Whenever you need to find objects that are within a certain distance of something. Idle units in our game - Fractured State - use it as a sort of “radar ping” to see if any enemies are nearby. We use that instead of a collider trigger so that it doesn’t get evaluated constantly and can stay in step with our line of sight evaluations (via a Coroutine).

I’ve also seen it used as a local avoidance method in steering behaviors.

Does that answer your question?

Yes, thank you.

Thanks Kelso, it works for my situation. Thanks for your time all you guys !

i know this was 10 years ago lol, but in case anyone gets to this post, if you want to filter a certain kind of gameobjects its better to use a list for the objects nearby and then use.ToArray().

    [/ICODE]
    [SerializeField] private float _distance;
    [SerializeField] private GameObject[] enemiesInRange;

    void Update()
    {
        enemiesInRange = GetNearby(transform.position, _screamDistance).ToArray();
    }

    private void OnDrawGizmosSelected()
    {
        Gizmos.color = Color.green;
        Gizmos.DrawWireSphere(transform.position, _distance);
    }

    public List<GameObject> GetNearby(Vector3 origin, float radius)
    {
        Collider[] cols = Physics.OverlapSphere(transform.position, _distance);
        if(cols.Length > 0)
        {
            List<GameObject> nearby = new();
            for (int i = 0; i < cols.Length; i++)
            {
                if(cols[i].GetComponent<EnemieClass>() != null)
                {
                    nearby.Add(cols[i].gameObject);
                }
            }
            return nearby;
        }
        return null;
    }

this way you’ll get only the gameobjects with the EnemieClass Component in your enemiesInRange array, instead of getting a lot of empty gameobjects if you used an array as nearby.
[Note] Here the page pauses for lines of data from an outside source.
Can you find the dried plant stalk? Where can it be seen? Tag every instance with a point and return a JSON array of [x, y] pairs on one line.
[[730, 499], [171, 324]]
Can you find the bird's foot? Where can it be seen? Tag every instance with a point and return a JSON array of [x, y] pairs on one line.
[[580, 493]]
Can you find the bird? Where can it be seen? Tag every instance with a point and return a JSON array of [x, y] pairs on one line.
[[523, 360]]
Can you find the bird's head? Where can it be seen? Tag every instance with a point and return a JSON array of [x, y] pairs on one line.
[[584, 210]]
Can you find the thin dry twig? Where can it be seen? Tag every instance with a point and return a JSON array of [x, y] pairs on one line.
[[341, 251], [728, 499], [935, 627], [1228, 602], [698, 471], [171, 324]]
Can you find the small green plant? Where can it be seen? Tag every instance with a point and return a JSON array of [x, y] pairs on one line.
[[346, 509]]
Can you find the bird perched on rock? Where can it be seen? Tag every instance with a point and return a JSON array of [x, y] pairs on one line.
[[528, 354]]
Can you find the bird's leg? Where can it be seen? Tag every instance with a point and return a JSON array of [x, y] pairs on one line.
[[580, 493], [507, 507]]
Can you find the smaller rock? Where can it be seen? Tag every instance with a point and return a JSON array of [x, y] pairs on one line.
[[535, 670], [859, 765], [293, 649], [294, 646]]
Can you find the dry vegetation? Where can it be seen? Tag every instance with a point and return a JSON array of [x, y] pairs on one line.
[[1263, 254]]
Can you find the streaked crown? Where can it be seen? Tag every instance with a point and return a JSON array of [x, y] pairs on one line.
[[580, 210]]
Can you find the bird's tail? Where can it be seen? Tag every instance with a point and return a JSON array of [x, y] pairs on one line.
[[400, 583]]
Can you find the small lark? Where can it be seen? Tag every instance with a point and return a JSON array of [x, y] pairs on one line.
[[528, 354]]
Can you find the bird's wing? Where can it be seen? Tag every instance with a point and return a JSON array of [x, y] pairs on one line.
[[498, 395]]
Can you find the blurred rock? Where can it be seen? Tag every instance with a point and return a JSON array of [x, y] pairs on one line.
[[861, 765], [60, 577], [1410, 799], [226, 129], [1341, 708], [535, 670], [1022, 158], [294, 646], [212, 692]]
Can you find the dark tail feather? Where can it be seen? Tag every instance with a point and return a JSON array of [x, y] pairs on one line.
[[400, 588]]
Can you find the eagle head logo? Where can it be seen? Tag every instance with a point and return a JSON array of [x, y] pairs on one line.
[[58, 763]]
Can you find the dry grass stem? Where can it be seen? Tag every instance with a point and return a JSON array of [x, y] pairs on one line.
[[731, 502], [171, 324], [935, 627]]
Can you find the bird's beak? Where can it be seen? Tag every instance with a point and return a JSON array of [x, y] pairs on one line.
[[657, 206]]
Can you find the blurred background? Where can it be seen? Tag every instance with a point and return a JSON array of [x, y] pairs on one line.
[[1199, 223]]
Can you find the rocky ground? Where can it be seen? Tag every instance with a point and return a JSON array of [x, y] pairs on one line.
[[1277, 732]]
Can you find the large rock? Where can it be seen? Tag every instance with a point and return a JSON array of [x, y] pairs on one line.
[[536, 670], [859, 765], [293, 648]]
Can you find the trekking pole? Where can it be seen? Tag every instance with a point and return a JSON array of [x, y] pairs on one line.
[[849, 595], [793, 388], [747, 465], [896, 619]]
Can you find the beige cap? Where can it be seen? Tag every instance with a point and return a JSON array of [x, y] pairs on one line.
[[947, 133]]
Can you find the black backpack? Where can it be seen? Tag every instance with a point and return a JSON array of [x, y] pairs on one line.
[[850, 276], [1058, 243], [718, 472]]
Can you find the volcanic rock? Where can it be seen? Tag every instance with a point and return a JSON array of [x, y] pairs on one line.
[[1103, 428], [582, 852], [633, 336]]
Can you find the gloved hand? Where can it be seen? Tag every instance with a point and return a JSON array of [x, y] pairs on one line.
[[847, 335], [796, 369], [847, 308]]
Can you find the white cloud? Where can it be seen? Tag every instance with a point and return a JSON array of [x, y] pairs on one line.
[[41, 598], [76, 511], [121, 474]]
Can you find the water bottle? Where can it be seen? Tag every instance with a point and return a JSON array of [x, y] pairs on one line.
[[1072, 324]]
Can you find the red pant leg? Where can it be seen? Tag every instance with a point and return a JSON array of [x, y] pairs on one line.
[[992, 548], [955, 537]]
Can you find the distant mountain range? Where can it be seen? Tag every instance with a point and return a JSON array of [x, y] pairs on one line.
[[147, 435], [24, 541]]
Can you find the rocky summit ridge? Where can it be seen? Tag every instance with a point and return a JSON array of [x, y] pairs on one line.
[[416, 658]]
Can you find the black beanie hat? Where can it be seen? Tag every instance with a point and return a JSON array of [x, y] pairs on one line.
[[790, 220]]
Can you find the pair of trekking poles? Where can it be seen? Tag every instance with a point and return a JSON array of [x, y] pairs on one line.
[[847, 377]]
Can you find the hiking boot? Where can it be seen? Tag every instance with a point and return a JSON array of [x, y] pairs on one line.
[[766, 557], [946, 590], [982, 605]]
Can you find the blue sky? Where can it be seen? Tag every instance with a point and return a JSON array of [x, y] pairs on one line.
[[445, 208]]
There’s no good reason to necro a thread, especially one that’s 10 years old. Please don’t do this.

Also, what you’ve posted here isn’t really good advice TBH.

You’re generating both an array and a list just to get some objects. That’s extremely wasteful and will produce a lot of GC waste. This is why OverlapSphereNonAlloc exists. In the very least, you should be passing in the list so it’s reused rather than producing a new one each call. You could also just step through the array and if something isn’t relevant then simply move the final entry to this entry and reduce the count to look at in the array returning the array and how many entries are valid. Finally, it’d be better to organise your project so that enemy are on a layer and you’d only expect that component on such things therefore specifying the enemy layer in the query will always give you the correct results; not always possible in more complex games but certainly the best option if available.

There’s lots of better ways beyond creating more GC waste.